Pfizer and Allergan issued a joint statement in response to the new regulations from the Treasury, saying, “We are conducting a review of the U.S. Department of Treasury’s actions announced [Monday]. Prior to completing the review, we won’t speculate on any potential impact.”

Yet the Treasury’s move has led to some doubt on whether the planned Pfizer-Allergan merger will, in fact, go through. Allergan shares fell after the Treasury regulations were announced. Allergan shares were trading down, while Pfizer shares traded slightly up. These stock market indicators offer a hint that the Treasury Department regulations have a chance at preventing the merger from happening, John Colley, a Professor of Practice in the Strategy and International Business Group at Warwick Business School, writes in an e-mailed comment to The Christian Science Monitor.
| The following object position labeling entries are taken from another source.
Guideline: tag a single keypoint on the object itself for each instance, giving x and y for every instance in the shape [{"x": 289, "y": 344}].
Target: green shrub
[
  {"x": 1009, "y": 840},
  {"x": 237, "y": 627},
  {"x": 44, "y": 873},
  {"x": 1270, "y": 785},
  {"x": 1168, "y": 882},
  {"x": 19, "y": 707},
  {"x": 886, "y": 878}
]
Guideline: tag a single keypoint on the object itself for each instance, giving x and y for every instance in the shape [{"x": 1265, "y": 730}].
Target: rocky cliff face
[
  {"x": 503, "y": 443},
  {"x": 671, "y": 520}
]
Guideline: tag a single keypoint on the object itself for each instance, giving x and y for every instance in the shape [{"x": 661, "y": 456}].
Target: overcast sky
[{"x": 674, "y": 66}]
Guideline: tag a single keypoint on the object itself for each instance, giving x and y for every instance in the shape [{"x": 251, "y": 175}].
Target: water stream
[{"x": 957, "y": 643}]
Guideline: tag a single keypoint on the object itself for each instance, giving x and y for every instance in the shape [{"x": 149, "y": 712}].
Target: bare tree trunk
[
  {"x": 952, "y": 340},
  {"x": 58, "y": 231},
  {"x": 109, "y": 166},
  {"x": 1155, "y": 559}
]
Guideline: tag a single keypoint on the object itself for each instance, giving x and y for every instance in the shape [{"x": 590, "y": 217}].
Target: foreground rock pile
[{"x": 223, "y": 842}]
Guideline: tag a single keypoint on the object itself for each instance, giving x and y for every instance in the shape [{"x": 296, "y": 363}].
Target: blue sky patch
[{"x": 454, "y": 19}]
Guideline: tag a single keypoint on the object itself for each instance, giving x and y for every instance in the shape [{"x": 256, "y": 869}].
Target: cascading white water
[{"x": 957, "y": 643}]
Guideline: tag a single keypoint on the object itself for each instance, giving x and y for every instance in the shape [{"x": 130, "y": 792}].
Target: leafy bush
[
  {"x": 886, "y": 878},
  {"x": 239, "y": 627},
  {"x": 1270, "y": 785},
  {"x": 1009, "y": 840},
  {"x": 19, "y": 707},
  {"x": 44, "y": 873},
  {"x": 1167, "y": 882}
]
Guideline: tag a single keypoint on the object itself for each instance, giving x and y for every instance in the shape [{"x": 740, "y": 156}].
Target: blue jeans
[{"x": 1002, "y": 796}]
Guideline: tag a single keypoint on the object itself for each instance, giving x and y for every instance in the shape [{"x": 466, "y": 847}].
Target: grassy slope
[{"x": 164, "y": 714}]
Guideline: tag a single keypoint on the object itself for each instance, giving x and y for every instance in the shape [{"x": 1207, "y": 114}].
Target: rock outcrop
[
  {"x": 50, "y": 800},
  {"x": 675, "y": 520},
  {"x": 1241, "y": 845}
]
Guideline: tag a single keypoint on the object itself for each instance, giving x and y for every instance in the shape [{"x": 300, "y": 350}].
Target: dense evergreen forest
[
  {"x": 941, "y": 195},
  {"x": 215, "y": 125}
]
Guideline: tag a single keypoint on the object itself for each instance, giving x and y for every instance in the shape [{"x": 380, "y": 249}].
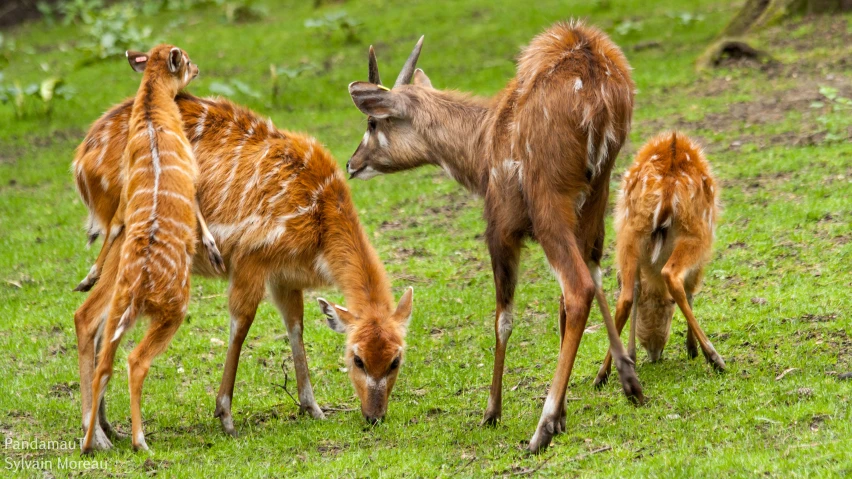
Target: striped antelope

“The move to limit tax inversions by the US government has wiped $20 billion off the share price of Allergan which broadly equates to the tax benefit arising from Pfizer merging with Allergan," he explains. "In effect this ruling is casting doubt on the proposed merger.” He added that the merger appeared to provide more of a benefit to Pfizer for the tax and growth prospects Allergan has to give.

Pfizer has been set on creating an inversion for years, and its CEO believes that the merger with Allergan will be beneficial to advancing research and rescuing the drug industry. If it isn’t able to acquire Allergan, its investors may push Pfizer to break up, splitting its R&D into new drugs and established drug brands into two companies.